Setelah mengamati kondisi pesawat Woyla, pada Selasa dini hari itu, Benny meminta secarik kertas dari Teddy dan menulis pesan, “Dear Pak Yoga, from now on, the show is mine! LBM.”
Teddy berlari dan menyampaikan kertas itu kepada Jenderal Yoga, Kepala Badan Koordinasi Intelejen, yang berada di Pusat Pengendalian Krisis, sekira 400 meter dari lokasi Benny.
Benny segera bergerak begitu Teddy membawa balasan dari Yoga, “Ok Ben. Sukses.”
Beberapa menit kemudian kita tahu akhir kisahnya: Dengan riang, Yoga mengumpat kepada Benny, "Di*****. Ning endi kowe? (Sialan, kamu di mana?)"
"Di pesawat, Pak. Sudah selesai semua. Beres," kata Benny lewat mik yang dipancarkan dari kokpit pesawat Woyla.

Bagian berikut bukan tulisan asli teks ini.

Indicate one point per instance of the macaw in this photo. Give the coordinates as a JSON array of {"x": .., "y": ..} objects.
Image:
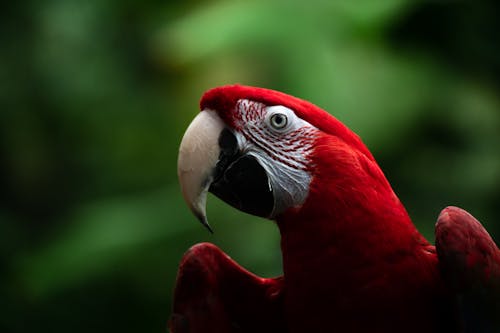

Teddy-lah yang memastikan kelistrikan pesawat itu berfungsi ketika Benny hendak mengontak Yoga.
Dunia kemudian mencatat keberhasilan operasi ini dan disamakan dengan operasi militer Israel dan Jerman yang juga berhasil menyelamatkan kasus serupa.
The Asian Wall Street Journal mencatat, "From hijack to the last gunshot, the entire operation lasted about 60 hours. It required a high degree of organisation and planning. It also required courage, efficiency and discipline."
Keberhasilan Operasi Woyla ini mengerek kepopuleran Benny Moerdani. Tetapi, dia tidak lupa untuk membawa serta stafnya yang paling setia untuk ikut naik: Teddy Rusdy.
Mewarisi Darah Pejuang
Lahir di bilangan Tanah Abang, Jakarta pada 11 Mei 1939, Teddy Rusdy merupakan putra dari Hayuni Mathamin dan Nyi Mas Rodiah.
Teddy kecil mengalami segala kesusahan ketika negeri ini masih di bawah kekuasaan Belanda, Jepang, sampai merdeka pada 17 Agustus 1945.
Tetapi, di antara memori masa kecilnya yang paling kuat adalah ketika kakeknya dari pihak ibu, Haji Muhammad Zis pulang dari pengasingannya di Boven Digul.